B.C.’s seniors advocate is concerned that home-support clients and hours decreased rather than increased last year in the Vancouver Island Health Authority.
“I’m at a loss to understand why we would be seeing these decreases in clients and numbers of hours in a health authority where the senior population is growing,” said B.C. seniors advocate Isobel Mackenzie.
The statistics can be found in the seniors advocate’s annual report, Monitoring Seniors Services 2018, released last week.
On average, the Vancouver Island Health Authority provided the second highest number of care hours in 2017-18 — 277 per client per year.
However, the report also shows the health authority’s decrease in the number of home-support clients and hours of service to be among the most dramatic drops in the province.
“On a provincial level, the average hours that people got went up,” Mackenzie said. “That didn’t happen in VIHA. The average number of hours went down and the number of people receiving care went down.”
Clients receiving home care were down 2.8 per cent and total hours of home support delivered were down six per cent from the previous year.
Those are significant declines, said the seniors advocate.
In B.C., the number of seniors receiving home-support service decreased by 1.4 per cent despite a four per cent increase in the population over age 65 and a five per cent increase in the population over 85.
Twenty-four per cent of people within the Vancouver Island Health District are 65 years or older — the highest proportion in the province.
“The reduction in home-support clients is puzzling, as we should be seeing these numbers increase,” Mackenzie said. She hopes that recent funding increases by the province for home and community care will be reflected in next year’s report.
Island Health attributes the decreases to a variety of factors, including data discrepancies, efficiencies and new assessment tools.
Norm Peters, executive director of surgery, ambulatory and regional services at Island Health, said the health authority pays a lot of attention to the advocate’s reports.
“We, too, were wondering why we were seeing that decrease,” Peters said. “We’re now looking at why there’s such a significant discrepancy between the hours that we report and what she based her findings on.”
The health authority maintains more of its assisted-living hours should be counted as home support, but Mackenzie said it’s not done that way in other health authorities
Island Health says that, historically, it has a higher utilization of home-support services in comparison with other health authorities
Also at play, Peters said, is that the health authority is focused on developing “neighbourhood models of care.” It is a model where community health workers are grouped with several clients. The goal is to reduce the number of workers a client would see in a given week, for example.
Peters said the result is more visits but fewer hours of service because of the efficiency of the program.

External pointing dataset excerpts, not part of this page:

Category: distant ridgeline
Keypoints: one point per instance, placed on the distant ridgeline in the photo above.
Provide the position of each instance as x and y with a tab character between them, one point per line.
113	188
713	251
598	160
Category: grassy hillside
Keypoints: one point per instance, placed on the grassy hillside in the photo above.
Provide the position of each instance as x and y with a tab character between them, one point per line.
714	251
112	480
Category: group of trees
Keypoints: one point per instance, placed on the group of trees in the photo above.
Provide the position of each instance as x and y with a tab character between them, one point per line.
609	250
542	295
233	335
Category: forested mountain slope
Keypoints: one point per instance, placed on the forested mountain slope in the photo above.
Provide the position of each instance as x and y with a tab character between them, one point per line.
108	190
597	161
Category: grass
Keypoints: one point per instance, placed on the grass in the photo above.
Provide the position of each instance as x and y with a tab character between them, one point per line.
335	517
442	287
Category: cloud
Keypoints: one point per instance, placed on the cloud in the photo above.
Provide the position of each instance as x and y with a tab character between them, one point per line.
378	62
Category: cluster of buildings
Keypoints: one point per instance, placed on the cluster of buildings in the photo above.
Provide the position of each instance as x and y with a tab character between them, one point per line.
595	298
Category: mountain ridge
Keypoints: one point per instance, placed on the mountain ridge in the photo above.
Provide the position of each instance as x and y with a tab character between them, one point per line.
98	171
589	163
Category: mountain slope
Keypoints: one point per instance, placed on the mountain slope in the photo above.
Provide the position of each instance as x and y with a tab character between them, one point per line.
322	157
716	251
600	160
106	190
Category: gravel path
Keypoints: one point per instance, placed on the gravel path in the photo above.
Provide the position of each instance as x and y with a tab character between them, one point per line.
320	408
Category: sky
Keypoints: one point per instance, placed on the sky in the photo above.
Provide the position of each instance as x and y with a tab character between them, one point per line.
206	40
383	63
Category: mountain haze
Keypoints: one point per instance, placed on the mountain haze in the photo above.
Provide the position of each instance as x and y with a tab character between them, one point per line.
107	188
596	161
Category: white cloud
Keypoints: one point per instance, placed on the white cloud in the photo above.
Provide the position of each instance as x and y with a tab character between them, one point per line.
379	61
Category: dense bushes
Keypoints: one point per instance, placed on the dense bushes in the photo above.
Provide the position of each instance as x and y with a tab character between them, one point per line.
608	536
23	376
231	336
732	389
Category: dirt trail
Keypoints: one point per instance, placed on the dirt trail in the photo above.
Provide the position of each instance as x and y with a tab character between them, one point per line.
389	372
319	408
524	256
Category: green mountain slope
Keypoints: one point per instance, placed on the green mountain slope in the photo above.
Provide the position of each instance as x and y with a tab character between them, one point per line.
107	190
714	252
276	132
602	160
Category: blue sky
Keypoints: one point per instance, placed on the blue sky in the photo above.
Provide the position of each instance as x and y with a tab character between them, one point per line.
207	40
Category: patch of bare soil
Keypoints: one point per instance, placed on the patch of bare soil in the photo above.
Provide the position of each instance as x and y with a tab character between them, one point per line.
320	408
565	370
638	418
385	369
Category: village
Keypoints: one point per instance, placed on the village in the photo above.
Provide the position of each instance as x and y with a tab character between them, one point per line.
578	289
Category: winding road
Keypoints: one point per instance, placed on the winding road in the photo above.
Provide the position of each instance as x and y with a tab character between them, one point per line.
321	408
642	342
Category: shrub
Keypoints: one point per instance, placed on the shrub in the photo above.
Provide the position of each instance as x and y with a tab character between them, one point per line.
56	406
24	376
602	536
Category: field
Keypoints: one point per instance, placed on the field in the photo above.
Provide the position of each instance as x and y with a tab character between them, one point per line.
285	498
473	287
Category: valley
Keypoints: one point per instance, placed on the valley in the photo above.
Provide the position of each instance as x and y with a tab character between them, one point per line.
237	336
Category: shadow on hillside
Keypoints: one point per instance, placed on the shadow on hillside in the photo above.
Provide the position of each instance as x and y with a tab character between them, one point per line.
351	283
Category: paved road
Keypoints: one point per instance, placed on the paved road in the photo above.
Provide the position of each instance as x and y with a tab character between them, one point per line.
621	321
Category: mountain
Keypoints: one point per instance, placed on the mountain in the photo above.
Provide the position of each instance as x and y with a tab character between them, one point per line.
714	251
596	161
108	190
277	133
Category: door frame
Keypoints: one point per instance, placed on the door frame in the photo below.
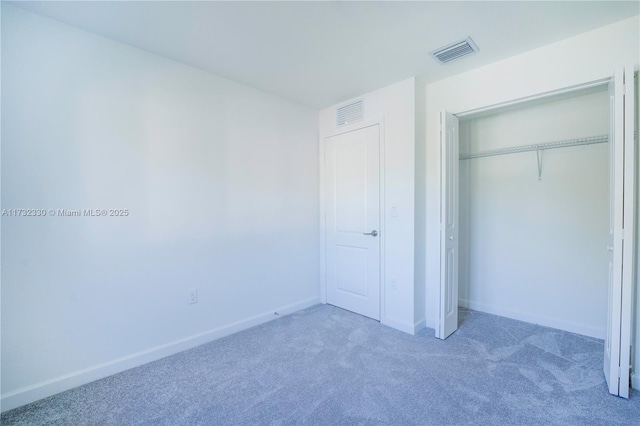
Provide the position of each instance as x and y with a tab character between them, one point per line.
541	97
323	136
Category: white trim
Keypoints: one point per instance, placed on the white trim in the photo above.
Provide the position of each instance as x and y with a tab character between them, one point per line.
32	393
419	325
534	319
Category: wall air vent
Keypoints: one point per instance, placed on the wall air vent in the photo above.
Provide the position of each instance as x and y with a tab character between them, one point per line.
455	50
347	114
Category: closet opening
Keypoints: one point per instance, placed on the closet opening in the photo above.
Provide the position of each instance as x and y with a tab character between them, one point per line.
534	211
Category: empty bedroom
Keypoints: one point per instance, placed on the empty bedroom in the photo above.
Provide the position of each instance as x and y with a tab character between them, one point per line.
230	212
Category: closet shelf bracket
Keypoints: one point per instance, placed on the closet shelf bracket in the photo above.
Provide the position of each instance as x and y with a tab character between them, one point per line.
539	155
539	148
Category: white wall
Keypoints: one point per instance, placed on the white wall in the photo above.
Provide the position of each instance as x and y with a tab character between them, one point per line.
534	250
394	107
221	182
421	205
587	57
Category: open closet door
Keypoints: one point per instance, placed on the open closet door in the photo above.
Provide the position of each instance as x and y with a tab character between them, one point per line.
617	345
448	315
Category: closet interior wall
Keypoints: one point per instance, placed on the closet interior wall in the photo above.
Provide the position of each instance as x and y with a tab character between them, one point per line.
534	249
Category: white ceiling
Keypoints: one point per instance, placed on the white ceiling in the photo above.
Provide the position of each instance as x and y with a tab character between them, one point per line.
321	53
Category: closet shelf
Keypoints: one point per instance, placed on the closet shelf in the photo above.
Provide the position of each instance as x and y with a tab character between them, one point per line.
536	147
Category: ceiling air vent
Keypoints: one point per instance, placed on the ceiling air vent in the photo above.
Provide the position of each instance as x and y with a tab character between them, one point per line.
349	113
454	51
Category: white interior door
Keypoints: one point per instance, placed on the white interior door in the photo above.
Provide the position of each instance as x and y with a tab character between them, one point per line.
352	165
449	146
617	345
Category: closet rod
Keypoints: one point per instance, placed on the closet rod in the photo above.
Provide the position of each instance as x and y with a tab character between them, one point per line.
536	147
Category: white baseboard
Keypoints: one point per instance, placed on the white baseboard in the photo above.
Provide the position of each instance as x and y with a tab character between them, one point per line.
419	325
535	319
32	393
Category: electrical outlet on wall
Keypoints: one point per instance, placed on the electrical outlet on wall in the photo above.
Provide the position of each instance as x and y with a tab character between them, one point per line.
193	296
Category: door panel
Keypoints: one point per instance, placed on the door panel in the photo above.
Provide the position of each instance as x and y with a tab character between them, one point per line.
352	166
448	315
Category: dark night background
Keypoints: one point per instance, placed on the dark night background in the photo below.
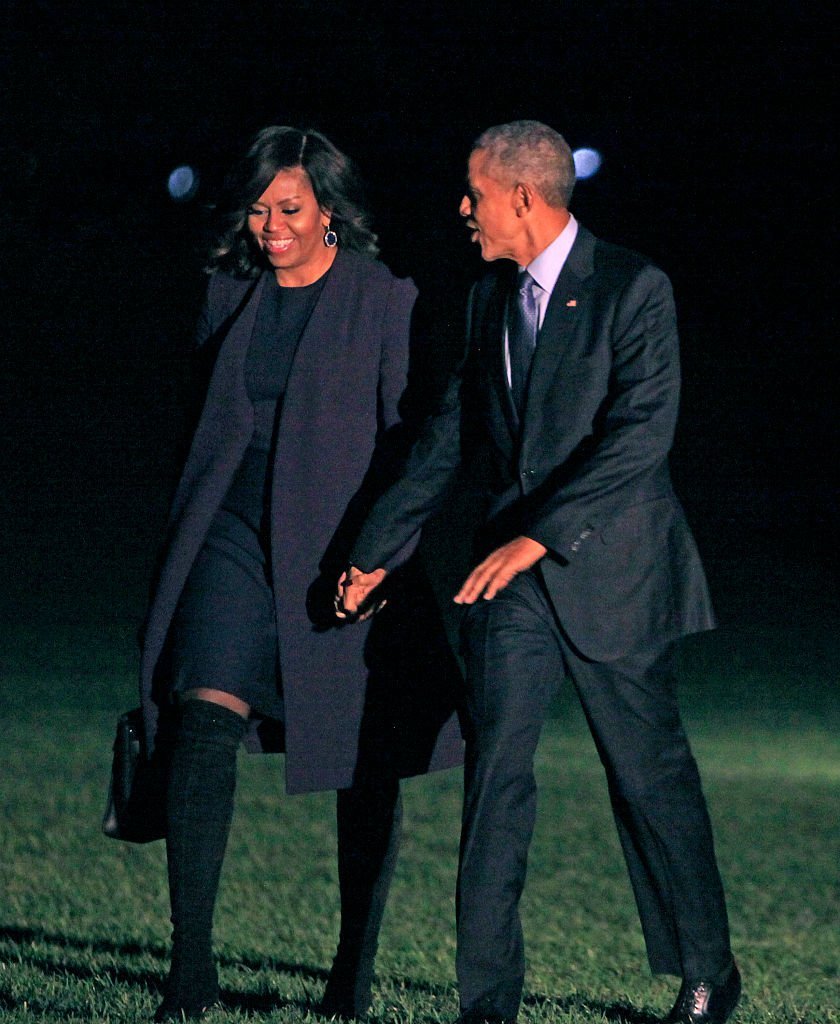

As for the Adult Day Program for seniors, the number of clients and days offered is also down in the province, said the report.
“The ADP numbers are very concerning,” Mackenzie said. “However, the recent announcement by the provincial government for $75 million targeted to ADP and respite will, hopefully, have an impact.”
In VIHA, the number of clients attending adult day programs decreased by 1.3 per cent. There were 102 clients waiting for additional days as of March 2018, the second highest number of clients waiting in the province, according to the report.
Island Health is in the process of putting out a request for proposals to expand the number of adult day program hours it provides in Greater Victoria, Peters said.
“Going forward, we are working with the Ministry of Health to strengthen senior services across the Island,” said the health authority in a statement.
“With additional funds for home support from the provincial and the federal governments that were announced in 2018, Island Health has increased its recruiting efforts and is hiring more staff. We expect with those investments that there will be an increase in the number of home-support hours.”
Peters said his greater concern is that possibly there are people not accessing the home support and community-care services available.
Peters said only about eight to 15 per cent of seniors showing up in their emergency rooms have first accessed home and community care. “We’d like to see the number of people supported by home and community care increase,” he said.
“If we can reach out and encourage people to get care sooner rather than later, that would be important,” he said. “We want to see the number of people accessing our services continue to grow and put structures in place that help make it easier for people to access our services.”